何か、知らない内にとんでもないことをやらかしてしまった気がする。
「ああそうだ。それでシャングリラコロニーを確保じゃないか。忘れたのか?」
「シャングリラ?1バンチの?」
なにか違う気がする。
そんな分かりやすい数字のコロニーじゃなかったような気がする。
港を潰すように命じられて…港?
「そういえば艦隊、駐屯していた艦隊はどうなったんですか!?」
「出てきたところを他の艦の面々と共同撃沈しただろう。…忘れたのか?」
共同撃沈…
言われてみれば戦った気もするし、撃った気もする。
「あれ?ひょっとして自分、後ろで撃ってただけでした?」
「まあな。若い奴をみすみす弾幕に飛び込ませるわけにもいかん。接近戦はドミンゴとトーヤに任せて我々は支援に徹していただろう。」
「いや、すみません。自分のせいで曹長にも迷惑をかけてしまいました。」
慌てて頭を下げると、何ともないとミフネ曹長は手を振る。
「気にするな。帰ってこれただけ良しだ。戦争が終わらん限り次はあるんだからな。」
ほれ次が来た。
ミフネ曹長が顎でさすと、丁度カーテンで隠された自動ドアからバーデン艦長が入ってきた。

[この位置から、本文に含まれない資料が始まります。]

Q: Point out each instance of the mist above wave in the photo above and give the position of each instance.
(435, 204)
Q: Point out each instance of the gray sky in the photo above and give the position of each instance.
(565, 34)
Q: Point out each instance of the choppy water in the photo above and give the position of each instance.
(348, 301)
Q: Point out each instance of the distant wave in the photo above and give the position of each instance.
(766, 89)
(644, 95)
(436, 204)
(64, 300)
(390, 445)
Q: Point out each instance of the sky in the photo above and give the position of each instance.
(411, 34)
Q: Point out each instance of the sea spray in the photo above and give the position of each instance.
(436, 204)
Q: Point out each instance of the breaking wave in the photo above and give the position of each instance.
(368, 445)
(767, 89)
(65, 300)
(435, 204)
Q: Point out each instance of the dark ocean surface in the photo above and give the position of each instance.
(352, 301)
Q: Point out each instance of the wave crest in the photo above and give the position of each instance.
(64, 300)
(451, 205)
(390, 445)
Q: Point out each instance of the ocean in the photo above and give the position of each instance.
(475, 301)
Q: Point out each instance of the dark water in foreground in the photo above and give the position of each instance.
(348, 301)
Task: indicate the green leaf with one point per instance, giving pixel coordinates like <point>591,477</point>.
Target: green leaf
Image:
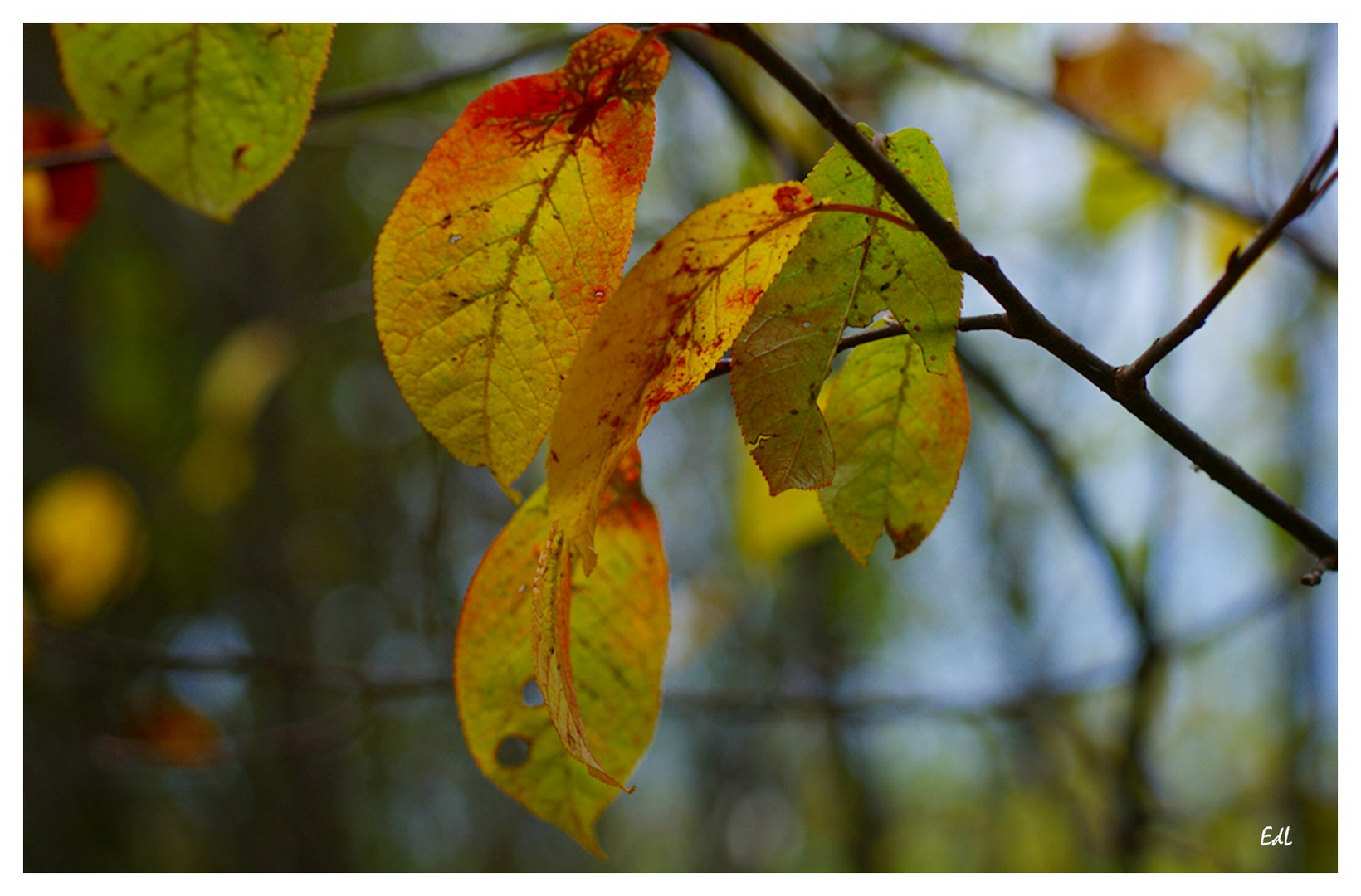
<point>900,431</point>
<point>1116,191</point>
<point>844,270</point>
<point>207,113</point>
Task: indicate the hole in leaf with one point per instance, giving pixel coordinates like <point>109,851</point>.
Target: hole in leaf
<point>512,752</point>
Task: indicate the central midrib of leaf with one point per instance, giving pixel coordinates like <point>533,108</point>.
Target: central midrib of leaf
<point>523,238</point>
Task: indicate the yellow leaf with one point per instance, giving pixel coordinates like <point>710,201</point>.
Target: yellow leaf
<point>508,241</point>
<point>674,316</point>
<point>620,621</point>
<point>83,542</point>
<point>1118,187</point>
<point>242,373</point>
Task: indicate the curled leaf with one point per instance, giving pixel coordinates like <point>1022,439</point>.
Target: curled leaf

慌てて敬礼を取ろうと立ち上がるが、思うように立てずすっこけてしまう。
ミフネ曹長に支えてもらえなければカウンターに後頭部を強打していただろう。
「いや、そのままでいい。事情はトーヤから聞いた。」
あまりに酔っている俺を見て艦長は苦笑すると、ミフネ曹長のボトルを取り上げてバーテンダー用の高い椅子に座った。
「司令部からの命令だ。我々はサイド1宙域を放棄してルナツー方面に急行する。」
「ルナツー…?シャングリラは放棄するのか?」
艦長は不機嫌そうに頷くとボトルを一気に呷る。
「ああそうだ。本国のお偉方が言うには、シャングリラは大きすぎる割に老朽化で強度不十分。しかも長らく使われてなかったからか姿勢制御用の推進材は定数の僅か30パーセント。手持ちの推進材で軌道に乗せるには一週間はかかると試算されたらしい。」
「…ジャブローに落とすんですか?」
「ん?そうか、貴様は知らなかったか。国防軍時代からあった計画でな。本来はソロモンみたいな採掘衛星でやる予定だったんだが、衛星は隕石と違って一枚岩じゃない。大気圏突入中に分解する、融解する、しかも細かい調節ができない。おまけにそう数もないでおじゃんになってな。それで姿勢制御ができて数もあるコロニーを落とすことになったんだ。」
本来は廃棄コロニーでやる予定だったんだがな。
自嘲するように笑う。
その暗い笑いに、嫌な予感が頭をよぎる。
「…現在、キシリア貴下の海兵隊がサイド2、8バンチ、アイランド・イフィッシュの降下作業に従事している。作業の予定終了時刻は明日8時。我々はこれを支援するため、ルナツーを発進した艦隊を背後から強襲する。あと17時間、しっかりと休養を取って次の戦いに備えて貰いたい。以上だ。」